Allarmato dalla moltiplicazione delle cosiddette “proteste verdi”, nel 2014 il governo cinese ha dichiarato guerra all’inquinamento antropico dopo trent’anni di crescita economica a briglia sciolta, promettendo di migliorare la qualità di aria, acqua e suolo. Da allora l’inquinamento è stato inserito tra le priorità dell’amministrazione guidata da Xi Jinping, insieme alla stabilità del mercato finanziario e alla riduzione della povertà nelle campagne. Soltanto la municipalità di Pechino ha stanziato l’equivalente di 2,6 miliardi di dollari per combattere lo smog nell’anno in corso, mentre altri 2 miliardi di dollari sono finiti in progetti di bonifica del suolo tra il 2016 e la fine del 2017.

“Quello di trattare e recuperare il suolo inquinato è un lavoro molto difficile, costoso e richiede un percorso lungo”, ammetteva lo scorso giugno il direttore del dipartimento del ministero dell’Ambiente preposto alla tutela del territorio. Secondo l’esperto, mentre il problema verrà “stabilizzato” effettivamente entro il 2020, i primi miglioramenti tuttavia verranno percepiti non prima del 2030. Un bel grattacapo per Pechino, impegnato a migliorare il tenore di vita della popolazione cinese, che sebbene prevalentemente urbana dal 2012 conta ancora all’incirca 590 milioni di abitanti nelle zone rurali.

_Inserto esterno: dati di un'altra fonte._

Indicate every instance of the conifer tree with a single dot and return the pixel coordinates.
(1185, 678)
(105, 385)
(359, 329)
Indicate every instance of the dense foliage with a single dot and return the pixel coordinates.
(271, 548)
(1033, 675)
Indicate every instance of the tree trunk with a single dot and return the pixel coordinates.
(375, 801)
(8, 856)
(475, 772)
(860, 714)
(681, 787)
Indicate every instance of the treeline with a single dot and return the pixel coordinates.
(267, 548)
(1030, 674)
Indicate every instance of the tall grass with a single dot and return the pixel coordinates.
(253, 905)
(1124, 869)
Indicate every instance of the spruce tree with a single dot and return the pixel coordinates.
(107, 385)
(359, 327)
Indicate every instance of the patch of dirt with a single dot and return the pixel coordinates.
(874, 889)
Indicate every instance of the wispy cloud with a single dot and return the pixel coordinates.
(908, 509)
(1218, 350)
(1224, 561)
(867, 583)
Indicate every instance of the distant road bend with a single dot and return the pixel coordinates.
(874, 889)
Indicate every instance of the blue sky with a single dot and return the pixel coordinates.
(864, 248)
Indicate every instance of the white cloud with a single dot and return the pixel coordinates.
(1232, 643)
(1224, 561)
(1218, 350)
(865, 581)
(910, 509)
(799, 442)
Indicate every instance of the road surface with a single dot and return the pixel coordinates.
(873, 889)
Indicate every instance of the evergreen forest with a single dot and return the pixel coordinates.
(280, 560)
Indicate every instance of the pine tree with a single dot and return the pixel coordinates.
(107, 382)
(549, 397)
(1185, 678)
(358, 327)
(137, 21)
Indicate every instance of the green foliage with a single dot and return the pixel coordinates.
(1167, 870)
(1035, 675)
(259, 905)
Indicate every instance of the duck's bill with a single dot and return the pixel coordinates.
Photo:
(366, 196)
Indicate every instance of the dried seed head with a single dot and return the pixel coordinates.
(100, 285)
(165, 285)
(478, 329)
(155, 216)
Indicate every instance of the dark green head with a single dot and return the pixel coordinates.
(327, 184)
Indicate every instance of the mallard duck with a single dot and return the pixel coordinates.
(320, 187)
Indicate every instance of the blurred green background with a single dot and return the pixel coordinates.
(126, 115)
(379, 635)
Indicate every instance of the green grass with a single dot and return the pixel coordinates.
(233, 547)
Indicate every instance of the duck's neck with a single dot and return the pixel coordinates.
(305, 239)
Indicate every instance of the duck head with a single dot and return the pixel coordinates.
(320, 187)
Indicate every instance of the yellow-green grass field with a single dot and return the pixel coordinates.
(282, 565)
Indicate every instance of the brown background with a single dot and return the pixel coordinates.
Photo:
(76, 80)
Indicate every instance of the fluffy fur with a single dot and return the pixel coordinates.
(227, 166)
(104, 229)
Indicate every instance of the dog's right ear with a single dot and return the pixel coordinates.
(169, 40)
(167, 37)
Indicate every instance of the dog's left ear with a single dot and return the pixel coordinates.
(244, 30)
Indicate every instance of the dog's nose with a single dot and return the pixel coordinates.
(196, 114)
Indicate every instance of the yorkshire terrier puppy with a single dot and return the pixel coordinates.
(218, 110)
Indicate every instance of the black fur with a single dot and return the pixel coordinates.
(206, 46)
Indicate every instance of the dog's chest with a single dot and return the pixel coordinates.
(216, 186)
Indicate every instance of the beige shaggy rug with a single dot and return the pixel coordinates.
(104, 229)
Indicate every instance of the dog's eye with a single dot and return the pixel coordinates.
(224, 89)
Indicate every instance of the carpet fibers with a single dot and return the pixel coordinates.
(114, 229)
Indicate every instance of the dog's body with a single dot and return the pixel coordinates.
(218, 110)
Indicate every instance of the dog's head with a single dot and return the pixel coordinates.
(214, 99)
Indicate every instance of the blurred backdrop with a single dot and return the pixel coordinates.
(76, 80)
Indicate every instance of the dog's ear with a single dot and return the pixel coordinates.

Il piano di bonifica va letto alla luce del cosiddetto “documento N°1”, il primo rapporto politico del 2018 rilasciato domenica dall’Ufficio generale del Comitato centrale del Partito comunista cinese in tandem con l’Ufficio generale del Consiglio di Stato. “Migliorare l’ambiente di vita rurale è un compito fondamentale per permettere al paese di raggiungere il suo obiettivo di costruire una società moderatamente prospera entro il 2020”, chiarisce il comunicato presentando un piano in tre step che parte da un primo “ringiovanimento” delle campagne (2020), passa per un periodo intermedio di “modernizzazione” (2035) fino a raggiungere il “completo ottenimento del benessere dei contadini” (2050).

Il documento annuncia tra le iniziative un allentamento delle restrizioni sull’utilizzo delle terre amministrate collettivamente dai villaggi con lo scopo di impiegare gli appezzamenti inutilizzati per nuovi progetti residenziali, con lo scopo implicito di  sopperire alla carenza dei terreni edificabili, tra le principali cause dei costi vertiginosi dell’immobiliare. Nel 2016, il 15,8% delle abitazioni rurali intorno alla città di Wuhan, nella provincia dello Hubei, risultavano vuote, molte abbandonate da contadini andati in cerca di fortuna nelle grandi città.

Da alcuni anni il governo è impegnato in un programma di modernizzazione del settore agricolo che comprende, tra le altre cose, una limitazione nell’impiego dei pesticidi nonché una revisione delle storiche politiche a sostegno della produzione del grano in favore di una maggiore partecipazione del mercato nella stabilizzazione dei prezzi. Come ricorda il quotidiano China Daily, “il fatto che per il 15esimo anno di fila il documento N°1 sia dedicato all’agricoltura, agli agricoltori e alle aree rurali è un chiaro segno di quanto siano centrali le politiche rurali per la sicurezza alimentare del paese e per il benessere e la stabilità della popolazione”. Insomma, per il “Sogno Cinese”.